Today, we walk from Wellfleet to Truro, about 12 miles north along the path we’re taking.  From here on out, the Cape narrows so there aren’t many roads or streets that run north and south, taking us from where we last left off to our goal.  We want to avoid the main road, Rte 6, which does run north/south, as it has heavy traffic and, honestly, it’s kinda boring.  There are a lot of roads that run from Rte 6 to the shore on both sides of the Cape, but few, on either side, that run lengthwise up toward Provincetown.  But we did find a serpentine path, going first toward the Atlantic coast, then crossing over Rte 6 and nudging close to Cape Cod Bay.  At the end of today’s trek, we have to go close to, but not on, Rte 6 to avoid a salt marsh.  This meandering adds a good 4 miles or so to our walk over what we’d travel on Rte 6, but, hey, we’re not in a hurry.  The object is the walk, not the goal.

Over half of the land area of Truro is part of the Cape Cod National Seashore, established in 1961 by President John F. Kennedy.  The Pilgrims originally considered the Provincetown and Truro area as a place to settle, but then decided that the area was unsuitable.  Some 7,000 Wampanoag Indians lived there at the time.  In the 1690s, it was settled by Europeans, with fishing, whaling and shipbuilding being the major industries.  Cape Cod has always been a popular location for artists because of its light (there are also a whole lot of people who feel that it is just a beautiful, peaceful place to live).  Its many beaches attract a seasonal tourist trade that thrives today (even with Covid).  Truro is the site of Cape Cod’s first lighthouse, erected in 1797.  Its population today is 12,607.

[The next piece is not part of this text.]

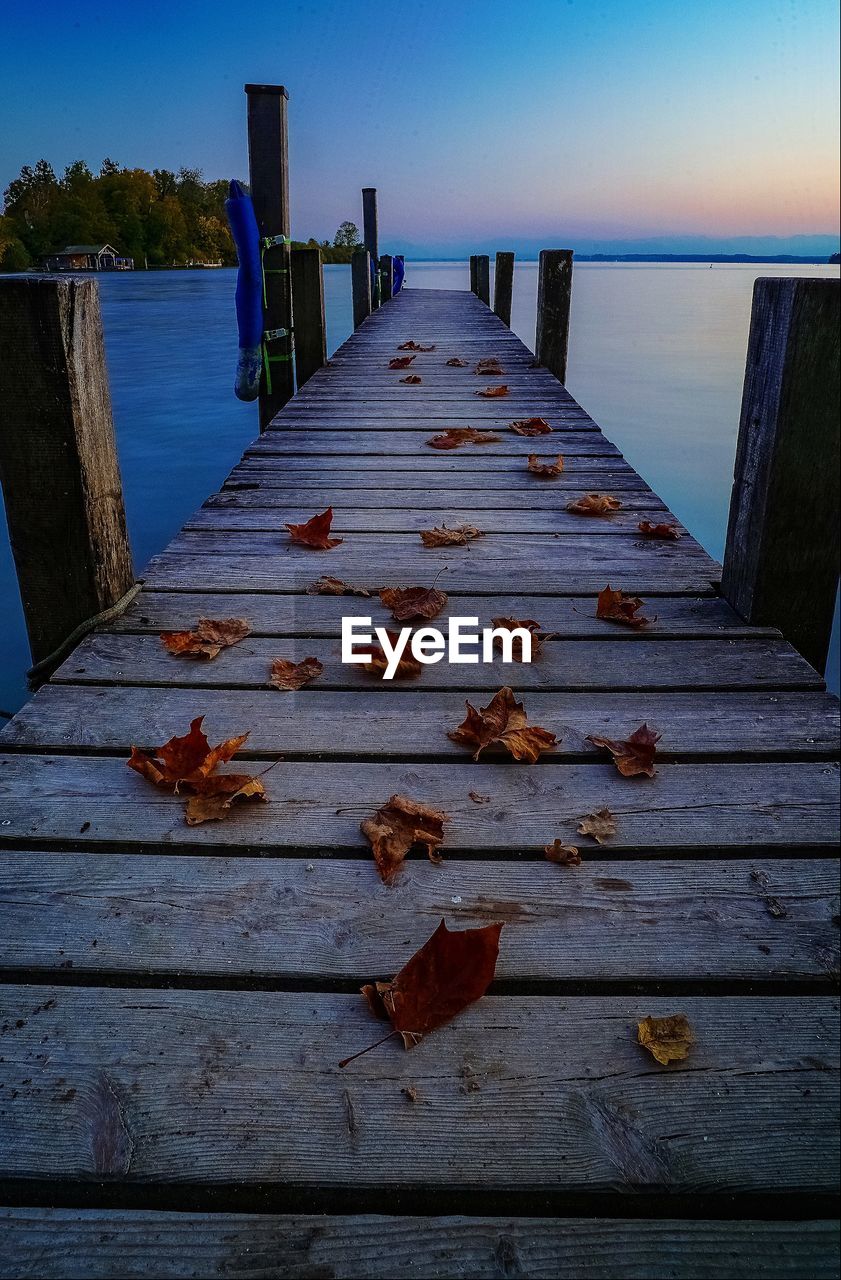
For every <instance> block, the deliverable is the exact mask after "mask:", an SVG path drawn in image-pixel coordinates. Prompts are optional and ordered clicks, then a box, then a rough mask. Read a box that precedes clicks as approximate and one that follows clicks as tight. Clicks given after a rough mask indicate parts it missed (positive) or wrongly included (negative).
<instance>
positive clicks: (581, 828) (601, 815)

We start our trek with a right turn from the CCRT trailhead and walk down a back road toward the Atlantic Ocean.  Phyllis is back with us, so Waldo has three sheep to herd today.  The temperature hovers around 60 and is a little cool, although it’s two PM.  There is a 10-knot sea breeze blowing – just strong enough to make that 60 degrees feel quite nippy.  At first, we all wear light jackets against the chill, except Waldo, of course, who wears his all-weather sable birthday suit.  It isn’t long, though, and we shed our coats and carry them, once we work up some good body-heat.  The sea air is invigorating and we soon make a left turn, just north of the Marconi Wireless Station, and parallel the shore.  Looking up, we see several parasails flying just above the surf.  At first, we think they’re kites that propel surfboards, but as we get close, we can see that there are people suspended beneath them.  What we’re watching is a group of six or more paragliders sailing in the soft wind just inshore.  An adventure for the future?  Possibly…

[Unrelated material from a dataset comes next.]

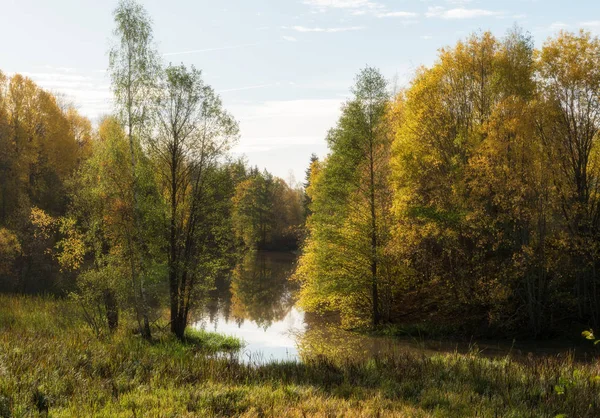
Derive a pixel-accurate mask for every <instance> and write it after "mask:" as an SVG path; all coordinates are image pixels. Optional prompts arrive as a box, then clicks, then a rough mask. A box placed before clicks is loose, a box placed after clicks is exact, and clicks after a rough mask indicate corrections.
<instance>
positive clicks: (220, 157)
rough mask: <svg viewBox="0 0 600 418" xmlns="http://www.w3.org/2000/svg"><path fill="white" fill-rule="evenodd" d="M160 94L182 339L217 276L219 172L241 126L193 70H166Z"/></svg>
mask: <svg viewBox="0 0 600 418" xmlns="http://www.w3.org/2000/svg"><path fill="white" fill-rule="evenodd" d="M159 88H160V90H159V92H158V95H157V98H156V102H155V107H154V117H155V119H156V122H157V125H158V126H157V130H156V133H155V134H154V135H153V138H152V139H151V140H150V145H151V150H152V155H153V158H154V160H155V164H156V167H157V169H158V172H159V173H160V182H161V188H162V190H163V195H164V196H165V203H166V205H167V206H168V207H169V209H168V212H167V214H166V215H167V216H166V218H167V219H168V222H169V226H168V230H169V234H168V238H167V240H168V250H167V252H168V267H169V297H170V308H171V331H172V332H173V333H174V334H175V335H176V336H177V337H178V338H183V336H184V331H185V328H186V326H187V321H188V316H189V311H190V308H191V305H192V303H193V301H194V300H195V298H194V296H195V294H194V290H195V287H196V285H197V284H198V283H199V282H204V283H210V279H212V278H214V274H215V271H209V270H210V268H209V267H210V266H211V265H212V266H213V267H216V266H217V264H218V263H216V260H217V259H218V258H219V257H218V254H217V252H216V251H215V248H218V246H219V243H218V238H217V237H216V236H215V235H213V234H214V232H215V231H212V228H214V227H215V226H216V225H214V224H213V223H211V221H210V218H211V217H214V216H219V215H220V214H222V213H219V212H215V211H216V210H217V205H218V204H219V197H218V196H215V191H216V190H218V184H214V181H215V178H214V175H215V174H214V171H215V170H217V167H218V164H219V162H220V159H222V158H223V156H224V155H225V153H226V152H227V151H228V150H229V148H230V147H231V145H232V143H233V142H234V141H235V140H236V138H237V135H238V126H237V123H236V122H235V120H234V119H233V117H232V116H231V115H230V114H229V113H227V112H226V111H225V110H224V109H223V106H222V103H221V100H220V99H219V97H218V96H217V95H216V94H215V92H214V91H213V90H212V88H210V87H209V86H207V85H206V84H204V82H203V80H202V77H201V73H200V71H198V70H196V69H195V68H193V67H192V68H191V69H189V70H188V69H187V68H186V67H184V66H183V65H181V66H169V67H167V68H166V69H165V71H164V76H163V80H162V82H161V84H160V86H159ZM206 237H212V238H213V239H214V242H212V243H211V242H207V240H206ZM211 257H214V259H213V260H211V259H210V258H211ZM213 270H215V269H213ZM216 271H218V269H216Z"/></svg>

We talk about all manner of things as we plod along, and today, the conversation revolves around what kind of a civilization could be built, knowing what we know now, if there were only seven million human beings alive on Earth instead of seven billion.  It seems like a relevant thing to think about, given Covid and all, and I’ve often wondered about it in a Utopian kind of way.  Think about it.  A lot of our problems would just go away, but we’d have to give up some things too.  Many of our needs could be supplied by robotic industries, including farming.  But would there be enough people around to continue researching medical interventions, like medication?  The production of medicines could be automated, but the research?  Doubtful, with what we have to work with now.  Just how much would such a civilization have to give up?  How much of that would be worth it in order to reap the benefits of a smaller population?  The miles fly beneath our feet.

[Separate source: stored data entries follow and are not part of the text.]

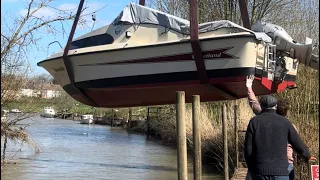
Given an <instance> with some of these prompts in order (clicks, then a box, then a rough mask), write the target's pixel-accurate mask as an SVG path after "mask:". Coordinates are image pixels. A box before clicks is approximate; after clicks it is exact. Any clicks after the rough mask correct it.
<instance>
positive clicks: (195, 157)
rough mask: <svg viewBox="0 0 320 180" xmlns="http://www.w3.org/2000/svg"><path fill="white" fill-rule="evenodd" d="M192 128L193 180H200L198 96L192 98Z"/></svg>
mask: <svg viewBox="0 0 320 180" xmlns="http://www.w3.org/2000/svg"><path fill="white" fill-rule="evenodd" d="M192 125H193V126H192V127H193V152H194V159H193V179H194V180H201V179H202V172H201V171H202V168H201V133H200V96H199V95H193V96H192Z"/></svg>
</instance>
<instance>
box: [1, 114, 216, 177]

Turning back west, we walk just north of Long Pond and are soon crossing over Rte 6.  A right turn down Main Street, a two-laned narrow road, takes us through downtown Wellfleet.  It’s a quaint New England town with small wooden shops lining the street.  After that, we’re on a narrow back road, with little traffic, that skirts salt marshes and runs close to the shore on the Bay side of the Cape.  We’re inland far enough that we can’t see the bay and our path is surrounded by short scrub pines.  In a little over four hours from the trailhead, we’ve come to our car where we left it in the parking lot of the Truro Historical Society.  Today’s trek was twelve miles, though it didn’t feel like it was that far.

Beautiful days, cool temperatures, smooth paths and good company will do that, you know.


A forest of dead trees near the western shore.